A pool cue came into being with the primary purpose which is function. So all cuecraftsmen are expected to be able to come, at least, at par with the functional level that cues have reached at present. It is the entry point as indicated in the Blue Book of Pool Cues as Level 1. Ideally, every cuecratsman is expected to satisfy this level before being able to proceed to the next. I guess this is why the ACA required that such level 1 cue be submitted as part of the application for membership as this at least guarantees the consumers that they're getting a product that satisfies the primary requirement of a cue.

It's ok to stay in this level but sooner or later a reason to produce higher level cues will come along and most specially if you're in it for the money. Competition will come when you hit a bigger market, additional capital outlay for materials and equipment to keep up with demand and just increasing need of a growing family can push you to find ways to stay competitive if not just stay afloat.
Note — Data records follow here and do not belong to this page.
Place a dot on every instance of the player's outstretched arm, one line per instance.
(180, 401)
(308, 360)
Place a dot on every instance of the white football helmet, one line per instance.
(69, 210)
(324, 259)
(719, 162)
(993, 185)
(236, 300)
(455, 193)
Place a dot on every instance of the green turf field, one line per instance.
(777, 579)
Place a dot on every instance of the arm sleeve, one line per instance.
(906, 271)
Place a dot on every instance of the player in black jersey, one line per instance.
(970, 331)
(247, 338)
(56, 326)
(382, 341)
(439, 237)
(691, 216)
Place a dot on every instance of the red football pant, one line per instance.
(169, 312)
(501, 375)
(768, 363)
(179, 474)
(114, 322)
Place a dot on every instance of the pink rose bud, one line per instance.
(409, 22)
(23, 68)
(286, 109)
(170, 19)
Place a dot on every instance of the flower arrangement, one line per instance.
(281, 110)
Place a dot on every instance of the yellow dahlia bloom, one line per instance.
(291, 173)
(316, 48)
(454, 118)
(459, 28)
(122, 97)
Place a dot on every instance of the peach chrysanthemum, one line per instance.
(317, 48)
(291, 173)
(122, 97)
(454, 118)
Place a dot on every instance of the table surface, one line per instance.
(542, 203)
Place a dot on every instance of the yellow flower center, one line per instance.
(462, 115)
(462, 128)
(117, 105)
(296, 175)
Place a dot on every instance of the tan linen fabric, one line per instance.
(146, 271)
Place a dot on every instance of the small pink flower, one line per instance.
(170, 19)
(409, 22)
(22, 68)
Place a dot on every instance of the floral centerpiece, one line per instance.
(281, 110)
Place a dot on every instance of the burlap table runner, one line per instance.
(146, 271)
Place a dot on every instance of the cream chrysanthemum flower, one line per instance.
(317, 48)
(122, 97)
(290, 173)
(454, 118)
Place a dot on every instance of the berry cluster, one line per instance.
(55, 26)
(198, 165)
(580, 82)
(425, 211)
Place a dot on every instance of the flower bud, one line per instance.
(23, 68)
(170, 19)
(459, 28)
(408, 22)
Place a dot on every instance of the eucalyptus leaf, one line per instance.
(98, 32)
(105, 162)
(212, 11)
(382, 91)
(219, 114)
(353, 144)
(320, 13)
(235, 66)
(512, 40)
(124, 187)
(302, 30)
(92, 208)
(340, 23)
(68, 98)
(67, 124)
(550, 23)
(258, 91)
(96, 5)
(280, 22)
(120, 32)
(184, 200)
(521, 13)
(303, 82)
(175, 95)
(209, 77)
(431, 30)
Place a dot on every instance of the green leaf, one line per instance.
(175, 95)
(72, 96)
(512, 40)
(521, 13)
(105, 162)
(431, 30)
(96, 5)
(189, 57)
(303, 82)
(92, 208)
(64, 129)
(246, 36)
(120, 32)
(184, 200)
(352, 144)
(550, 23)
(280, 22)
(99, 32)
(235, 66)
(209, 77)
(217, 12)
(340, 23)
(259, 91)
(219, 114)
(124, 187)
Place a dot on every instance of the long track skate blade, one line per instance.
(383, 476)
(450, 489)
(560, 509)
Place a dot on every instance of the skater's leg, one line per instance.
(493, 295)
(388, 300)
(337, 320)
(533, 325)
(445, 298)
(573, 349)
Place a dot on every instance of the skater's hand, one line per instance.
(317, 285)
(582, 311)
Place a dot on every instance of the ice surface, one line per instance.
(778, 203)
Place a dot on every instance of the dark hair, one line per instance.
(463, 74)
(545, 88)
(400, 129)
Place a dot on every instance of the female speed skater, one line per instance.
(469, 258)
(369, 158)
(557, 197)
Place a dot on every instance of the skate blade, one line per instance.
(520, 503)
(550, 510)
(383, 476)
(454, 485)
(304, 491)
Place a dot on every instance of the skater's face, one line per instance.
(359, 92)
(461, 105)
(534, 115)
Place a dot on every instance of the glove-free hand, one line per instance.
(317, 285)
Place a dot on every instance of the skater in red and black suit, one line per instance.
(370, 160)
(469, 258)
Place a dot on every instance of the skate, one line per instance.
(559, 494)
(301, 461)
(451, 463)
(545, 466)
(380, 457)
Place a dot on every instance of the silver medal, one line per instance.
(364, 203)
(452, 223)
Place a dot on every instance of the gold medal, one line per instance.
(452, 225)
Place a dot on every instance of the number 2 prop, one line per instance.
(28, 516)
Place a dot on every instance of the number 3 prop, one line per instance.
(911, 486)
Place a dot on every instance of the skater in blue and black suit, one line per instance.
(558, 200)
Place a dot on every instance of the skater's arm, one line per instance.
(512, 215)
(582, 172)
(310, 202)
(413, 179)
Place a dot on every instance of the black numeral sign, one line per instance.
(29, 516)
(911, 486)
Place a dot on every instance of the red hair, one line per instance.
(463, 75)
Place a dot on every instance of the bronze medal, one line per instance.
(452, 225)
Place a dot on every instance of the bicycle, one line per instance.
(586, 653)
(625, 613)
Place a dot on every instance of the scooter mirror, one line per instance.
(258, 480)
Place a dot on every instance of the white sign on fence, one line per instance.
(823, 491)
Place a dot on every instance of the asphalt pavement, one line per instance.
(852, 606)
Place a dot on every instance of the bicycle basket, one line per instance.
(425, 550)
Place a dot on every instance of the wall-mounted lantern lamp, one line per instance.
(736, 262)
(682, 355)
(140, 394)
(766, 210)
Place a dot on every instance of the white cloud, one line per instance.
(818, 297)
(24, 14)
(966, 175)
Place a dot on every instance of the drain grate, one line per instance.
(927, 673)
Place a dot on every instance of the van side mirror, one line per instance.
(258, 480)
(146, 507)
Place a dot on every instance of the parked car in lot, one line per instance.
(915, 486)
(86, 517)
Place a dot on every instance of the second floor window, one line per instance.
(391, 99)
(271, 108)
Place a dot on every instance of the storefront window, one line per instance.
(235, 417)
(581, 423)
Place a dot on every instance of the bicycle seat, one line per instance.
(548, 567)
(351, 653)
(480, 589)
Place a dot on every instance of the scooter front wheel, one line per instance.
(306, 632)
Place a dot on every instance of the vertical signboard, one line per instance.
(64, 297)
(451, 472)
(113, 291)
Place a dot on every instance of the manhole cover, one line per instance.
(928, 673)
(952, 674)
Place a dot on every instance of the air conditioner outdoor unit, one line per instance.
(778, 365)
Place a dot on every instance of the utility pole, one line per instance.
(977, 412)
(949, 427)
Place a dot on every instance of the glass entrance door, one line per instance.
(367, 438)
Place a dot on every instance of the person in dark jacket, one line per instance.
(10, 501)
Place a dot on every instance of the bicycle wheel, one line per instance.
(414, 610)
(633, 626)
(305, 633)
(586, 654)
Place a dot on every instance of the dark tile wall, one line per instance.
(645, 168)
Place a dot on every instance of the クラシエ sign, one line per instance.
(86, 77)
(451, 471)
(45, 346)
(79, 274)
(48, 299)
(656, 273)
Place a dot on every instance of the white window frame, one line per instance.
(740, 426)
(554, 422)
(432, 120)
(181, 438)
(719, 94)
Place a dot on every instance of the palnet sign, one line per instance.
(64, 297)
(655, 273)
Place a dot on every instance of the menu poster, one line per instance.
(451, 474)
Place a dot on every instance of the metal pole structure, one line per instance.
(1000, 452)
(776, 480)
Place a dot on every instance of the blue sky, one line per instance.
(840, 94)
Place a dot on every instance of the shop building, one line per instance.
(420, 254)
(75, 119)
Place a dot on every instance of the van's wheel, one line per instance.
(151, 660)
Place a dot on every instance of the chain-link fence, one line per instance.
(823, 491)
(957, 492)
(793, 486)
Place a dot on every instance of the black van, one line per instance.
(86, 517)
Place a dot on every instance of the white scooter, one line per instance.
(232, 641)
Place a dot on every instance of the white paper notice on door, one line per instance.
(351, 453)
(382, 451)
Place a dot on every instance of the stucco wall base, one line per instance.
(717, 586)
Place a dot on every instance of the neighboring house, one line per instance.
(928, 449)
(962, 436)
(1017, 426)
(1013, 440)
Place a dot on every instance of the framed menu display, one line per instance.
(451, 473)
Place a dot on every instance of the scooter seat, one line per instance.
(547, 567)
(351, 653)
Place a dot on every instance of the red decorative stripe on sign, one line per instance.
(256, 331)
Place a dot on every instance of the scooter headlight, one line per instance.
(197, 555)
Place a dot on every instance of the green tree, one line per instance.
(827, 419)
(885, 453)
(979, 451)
My reward is my finished product, the mental satisfaction gained along the way and the friendships developed. Those are the main reasons for what you see in "Bandido's Cues" everything else just follows.
 
bandido said:
A pool cue came into being with the primary purpose which is function. So all cuecraftsmen are expected to be able to come, at least, at par with the functional level that cues have reached at present. It is the entry point as indicated in the Blue Book of Pool Cues as Level 1. Ideally, every cuecratsman is expected to satisfy this level before being able to proceed to the next. I guess this is why the ACA required that such level 1 cue be submitted as part of the application for membership as this at least guarantees the consumers that they're getting a product that satisfies the primary requirement of a cue.

It's ok to stay in this level but sooner or later a reason to produce higher level cues will come along and most specially if you're in it for the money. Competition will come when you hit a bigger market, additional capital outlay for materials and equipment to keep up with demand and just increasing need of a growing family can push you to find ways to stay competitive if not just stay afloat.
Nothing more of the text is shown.